L’Aosta non è arrivata a San Vito per fare da sparring partner e, anzi, dopo 33 secondi passa in vantaggio con lo spagnolo Ruiz Fernandez, ma basta mezzo minuto a Mazzariol per pareggiare e al 6’46’’ è Batata a dare la svolta al match col gol del primo vantaggio biancazzurro. La gara corre sul filo dell’equilibrio ma la New Team FVG ha più fame e al 13’48’’ Teixeira con un sinistro chirurgico dal limite porta a tre le segnature locali, per poi ripetersi al 17’09’’ con un pallonetto dalla propria metà campo verso la porta sguarnita quando il player-manager Rosa aveva scelto di inserirsi come portiere di movimento tra le fila valdostane.

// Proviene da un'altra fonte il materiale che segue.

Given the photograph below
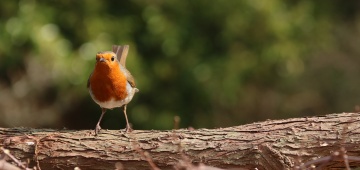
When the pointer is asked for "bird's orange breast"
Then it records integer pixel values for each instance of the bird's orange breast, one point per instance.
(108, 83)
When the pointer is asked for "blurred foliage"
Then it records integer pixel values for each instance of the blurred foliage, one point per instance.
(214, 63)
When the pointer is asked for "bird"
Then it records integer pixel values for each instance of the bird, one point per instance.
(111, 85)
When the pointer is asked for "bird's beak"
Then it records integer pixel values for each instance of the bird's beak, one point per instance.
(102, 59)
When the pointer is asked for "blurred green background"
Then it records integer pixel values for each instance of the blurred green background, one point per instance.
(213, 63)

Negli ultimi 2’, però, la squadra di Asquini è carica di falli e rischia di far tornare in partita gli avversari: al 18’05’’ il sesto intervento sanzionato dall’arbitro lo commette Mordej e Barcellos realizza con un piatto destro aperto il tiro libero, poi al 19’24’’ è Batata a fare fallo ma stavolta il destro del numero 4 ospite sorvola la traversa e si va al riposo sul 4-2.

In avvio di ripresa è subito grande New Team e da un’azione orchestrata magistralmente da capitan Mancini arriva la quinta rete, con Mazzariol lesto ad approfittare di un rimpallo in area per freddare Monteleone con un piatto sinistro da distanza ravvicinata. La New Team ha il pieno controllo del match, ma l’Aosta ci crede ancora e si ripresenta con Rosa portiere di movimento: Alonso intercetta un tiro al 15’57’’ e con un rinvio perfetto di destro ne approfitta infilando la sesta rete che taglia le gambe ai valdostani. Il carattere degli ospiti, però, è encomiabile e con un’azione da applausi con l’uomo in più Ruiz Fernandez deposita in rete sul secondo palo al 16’34’’, ma i sanvitesi reggono l’urto e prima Halimi dalla sua area segna nella porta sguarnita al 19’07’’, poi Teixeira viene lanciato da Alonso verso la metà campo sgombera dell’Aosta e chiude con un tocco ravvicinato al 19’24’’.

Gli ultimi 36’’ sono riservati agli applausi degli avversari ai biancazzurri, con la palla ferma a centrocampo e abbracci e strette di mano tra i protagonisti. Vincere una serie A2 non è cosa che capita ogni giorno, per cui vanno veramente applauditi tutti i protagonisti, da mister Asquini all’ultimo under 21 che ha aiutato la squadra ad allenarsi nel corso della stagione.